Yeni haddehane yatırımına da başlayan şirket, 3 milyar TL'lik yatırımla kuracağı tesiste yılda 100 bin ton hadde ürünleri üretecek. Boksitten lityumun geri kazanılması konusunda patent başvurusunda bulunan Eti Alüminyum'un hedefi, her yıl 250 tonluk lityumu artık üründen geri kazanmak.
FİLDİŞİ SAHİLİ'NDE YATIRIM PLANLIYOR
Yıldırım Şirketler Grubu bünyesindeki Yılmaden Holding de metal ve madencilik sektöründe Türkiye dâhil olmak üzere sekiz ülkede madencilik ve metal üretimi yapıyor.
Başta krom ve nikel madeni olmak üzere, kurşun-çinko gibi baz metaller, altın-gümüş gibi kıymetli metaller üzerine etkin bir şekilde maden arama ve üretim faaliyetlerinde bulunan şirket, Türkiye'nin en büyük sert parça krom cevheri üreticisi ve dünyanın ikinci en büyük yüksek kaliteli yüksek karbonlu ferrokrom üreticisi konumunda.
Dört farklı ülkede yüksek karbonlu ferrokrom üreten tek şirket olan Yılmaden, maden operasyonunu ve üretimini Türkiye'nin yanı sıra Arnavutluk, Kazakistan ve Kosova'da gerçekleştiriyor. Elazığ başta olmak üzere Hatay, Adana, Gaziantep, Konya ve Muğla illerinde 32 arama ve 39 işletme ruhsatına sahip olan şirket, yıllık 620 bin ton yüksek karbonlu ferrokrom, 140 bin ton ferronikel üretim kapasitesine sahip.
Grup önümüzdeki dönemde, Fildişi Sahili'nde nikel sahalarına, Kazakistan'da orta ölçekli bakır ve altın madenlerine, Arnavutluk'ta ise 2 adet yer altı krom madenine yatırım yapacak.
EGE'NİN İHRACAT ŞAMPİYONU
Aydın/Çine merkezli Kaltun Maden, Türkiye'nin doğal kaynak çeşitliliğini ve yüksek kalitede maden rezervlerinin bulunduğu bölgelerde zengin maden sahaları ile sektöründe faaliyet gösteren öncü ihracatçılardan. 60 yılı aşkın süredir seramikten cama, kompoze taştan boyaya kadar geniş bir endüstriye ham madde sağlayan şirket, yıllık ortalama 2 milyon 500 bin ton cevher üretimi ile Türkiye'nin feldspat ihracatında dünya çapında adını duyuruyor.

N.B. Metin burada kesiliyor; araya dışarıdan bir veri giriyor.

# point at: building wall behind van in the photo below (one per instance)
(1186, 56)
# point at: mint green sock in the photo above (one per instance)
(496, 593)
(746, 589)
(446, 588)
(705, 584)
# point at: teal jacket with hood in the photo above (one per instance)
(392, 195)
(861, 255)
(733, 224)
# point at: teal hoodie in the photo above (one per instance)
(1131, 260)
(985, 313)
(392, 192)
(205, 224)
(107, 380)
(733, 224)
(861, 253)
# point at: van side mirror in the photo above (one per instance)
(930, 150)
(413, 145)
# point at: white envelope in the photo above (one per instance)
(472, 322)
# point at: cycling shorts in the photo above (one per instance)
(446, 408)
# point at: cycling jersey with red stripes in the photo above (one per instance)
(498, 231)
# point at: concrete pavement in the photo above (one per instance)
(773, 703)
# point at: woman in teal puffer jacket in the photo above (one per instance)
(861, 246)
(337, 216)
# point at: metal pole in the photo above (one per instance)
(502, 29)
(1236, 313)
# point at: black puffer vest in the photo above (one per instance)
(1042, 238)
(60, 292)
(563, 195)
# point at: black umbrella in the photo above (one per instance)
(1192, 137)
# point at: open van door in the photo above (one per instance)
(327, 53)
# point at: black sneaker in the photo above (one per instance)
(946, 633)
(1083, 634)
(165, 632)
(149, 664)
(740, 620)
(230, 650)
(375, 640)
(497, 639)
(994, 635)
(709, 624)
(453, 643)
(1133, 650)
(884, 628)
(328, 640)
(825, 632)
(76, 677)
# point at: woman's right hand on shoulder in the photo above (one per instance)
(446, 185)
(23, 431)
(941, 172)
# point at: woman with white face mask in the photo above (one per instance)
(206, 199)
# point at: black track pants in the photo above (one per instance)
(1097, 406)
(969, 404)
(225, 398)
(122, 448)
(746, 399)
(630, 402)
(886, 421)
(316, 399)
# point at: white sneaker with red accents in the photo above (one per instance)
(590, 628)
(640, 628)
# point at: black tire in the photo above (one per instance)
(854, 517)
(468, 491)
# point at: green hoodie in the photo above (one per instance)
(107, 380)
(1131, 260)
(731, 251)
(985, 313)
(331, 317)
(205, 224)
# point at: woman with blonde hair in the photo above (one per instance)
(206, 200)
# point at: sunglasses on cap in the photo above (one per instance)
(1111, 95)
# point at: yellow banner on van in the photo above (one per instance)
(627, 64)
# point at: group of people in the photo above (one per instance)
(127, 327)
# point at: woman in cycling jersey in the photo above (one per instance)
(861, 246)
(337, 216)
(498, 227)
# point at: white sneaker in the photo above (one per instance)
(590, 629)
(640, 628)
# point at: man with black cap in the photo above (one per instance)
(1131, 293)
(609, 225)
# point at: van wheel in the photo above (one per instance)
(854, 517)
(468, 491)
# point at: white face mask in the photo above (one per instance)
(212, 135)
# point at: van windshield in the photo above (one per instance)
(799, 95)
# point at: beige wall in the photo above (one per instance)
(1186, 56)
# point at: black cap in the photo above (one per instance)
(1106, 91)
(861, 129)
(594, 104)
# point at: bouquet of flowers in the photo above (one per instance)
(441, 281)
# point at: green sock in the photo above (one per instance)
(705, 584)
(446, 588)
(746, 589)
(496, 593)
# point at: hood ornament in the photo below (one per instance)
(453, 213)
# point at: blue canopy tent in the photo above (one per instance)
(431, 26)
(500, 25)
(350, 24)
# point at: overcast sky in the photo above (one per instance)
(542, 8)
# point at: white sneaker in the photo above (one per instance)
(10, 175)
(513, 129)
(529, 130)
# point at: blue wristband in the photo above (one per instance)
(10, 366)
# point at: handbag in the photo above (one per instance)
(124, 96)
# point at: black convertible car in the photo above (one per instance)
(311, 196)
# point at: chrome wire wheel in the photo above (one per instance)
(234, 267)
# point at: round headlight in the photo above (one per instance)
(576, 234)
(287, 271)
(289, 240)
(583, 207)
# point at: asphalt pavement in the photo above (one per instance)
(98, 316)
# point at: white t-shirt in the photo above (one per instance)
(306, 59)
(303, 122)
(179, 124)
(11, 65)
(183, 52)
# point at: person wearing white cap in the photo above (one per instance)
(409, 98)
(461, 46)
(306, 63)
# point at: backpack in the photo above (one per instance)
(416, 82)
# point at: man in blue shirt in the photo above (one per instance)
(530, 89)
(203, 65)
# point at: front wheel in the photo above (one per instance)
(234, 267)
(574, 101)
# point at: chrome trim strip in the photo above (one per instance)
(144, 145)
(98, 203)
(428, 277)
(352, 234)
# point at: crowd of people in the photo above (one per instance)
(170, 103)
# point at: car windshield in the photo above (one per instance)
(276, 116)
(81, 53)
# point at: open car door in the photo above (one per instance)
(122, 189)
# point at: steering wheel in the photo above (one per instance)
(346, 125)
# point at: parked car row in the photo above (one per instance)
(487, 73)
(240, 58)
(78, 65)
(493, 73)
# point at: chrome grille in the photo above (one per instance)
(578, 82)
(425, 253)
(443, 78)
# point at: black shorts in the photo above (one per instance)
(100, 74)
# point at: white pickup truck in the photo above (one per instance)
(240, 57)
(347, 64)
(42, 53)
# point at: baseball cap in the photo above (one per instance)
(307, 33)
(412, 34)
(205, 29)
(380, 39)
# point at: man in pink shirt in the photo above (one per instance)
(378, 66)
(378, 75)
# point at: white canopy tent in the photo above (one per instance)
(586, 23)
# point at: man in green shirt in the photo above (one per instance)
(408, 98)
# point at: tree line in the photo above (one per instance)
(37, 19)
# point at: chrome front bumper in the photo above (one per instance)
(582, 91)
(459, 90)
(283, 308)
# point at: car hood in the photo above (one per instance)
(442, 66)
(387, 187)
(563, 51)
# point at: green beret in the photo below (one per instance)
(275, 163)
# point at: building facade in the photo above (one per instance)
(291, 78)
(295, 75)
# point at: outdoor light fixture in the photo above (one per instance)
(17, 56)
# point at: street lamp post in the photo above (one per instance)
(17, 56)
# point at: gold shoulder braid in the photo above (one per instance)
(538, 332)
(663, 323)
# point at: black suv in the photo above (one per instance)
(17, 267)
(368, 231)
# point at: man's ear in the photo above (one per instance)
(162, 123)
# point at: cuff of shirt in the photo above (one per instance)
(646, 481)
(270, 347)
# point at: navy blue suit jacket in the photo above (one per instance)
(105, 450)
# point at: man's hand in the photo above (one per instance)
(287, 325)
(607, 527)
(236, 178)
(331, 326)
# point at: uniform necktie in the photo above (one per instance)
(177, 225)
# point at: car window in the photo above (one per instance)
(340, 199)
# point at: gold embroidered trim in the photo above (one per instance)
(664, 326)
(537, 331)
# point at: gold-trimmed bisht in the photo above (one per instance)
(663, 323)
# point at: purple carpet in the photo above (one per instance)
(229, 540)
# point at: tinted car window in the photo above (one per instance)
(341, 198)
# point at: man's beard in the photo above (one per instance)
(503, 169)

Mikronize ve granül kuvars üreticisi olarak da küresel düzeyde önemli bir rol oynadıklarını belirten Kaltun Grup Yönetim Kurulu Başkanı Yüksel Tuncer, "Bin 800'ü aşkın çalışanımızla yerel istihdam ve kalkınmayı da destek veriyoruz. Kaltun İtaly, Kaltun Iberica, Kaltun North Europe, Kaltun USA olarak dünyanın farklı bölgelerde de şirketlerimiz var. Geçen yılki bin 500 tonluk ihracatımızla Ege'de ihracat şampiyonu olduk" diye anlatıyor.
Yeşil enerji için madene ihtiyaç var
Uluslararası Enerji Ajansı’nın raporuna göre; lityum, kobalt, grafit, nikel, bakır, alüminyum gibi madenlerin kullanımı 2040’a gelindiğinde altı kat artmış olacak. Bu stratejik madenlerle güneş panelleri, rüzgar santralleri yapılıyor ve lityum pilleri üretiliyor. Rüzgar panellerini taşıyacak ayaklar için dahi alüminyuma ihtiyaç duyuluyor. Kısacası madenler olmadan yeşil enerjiye geçmek mümkün olmayacak.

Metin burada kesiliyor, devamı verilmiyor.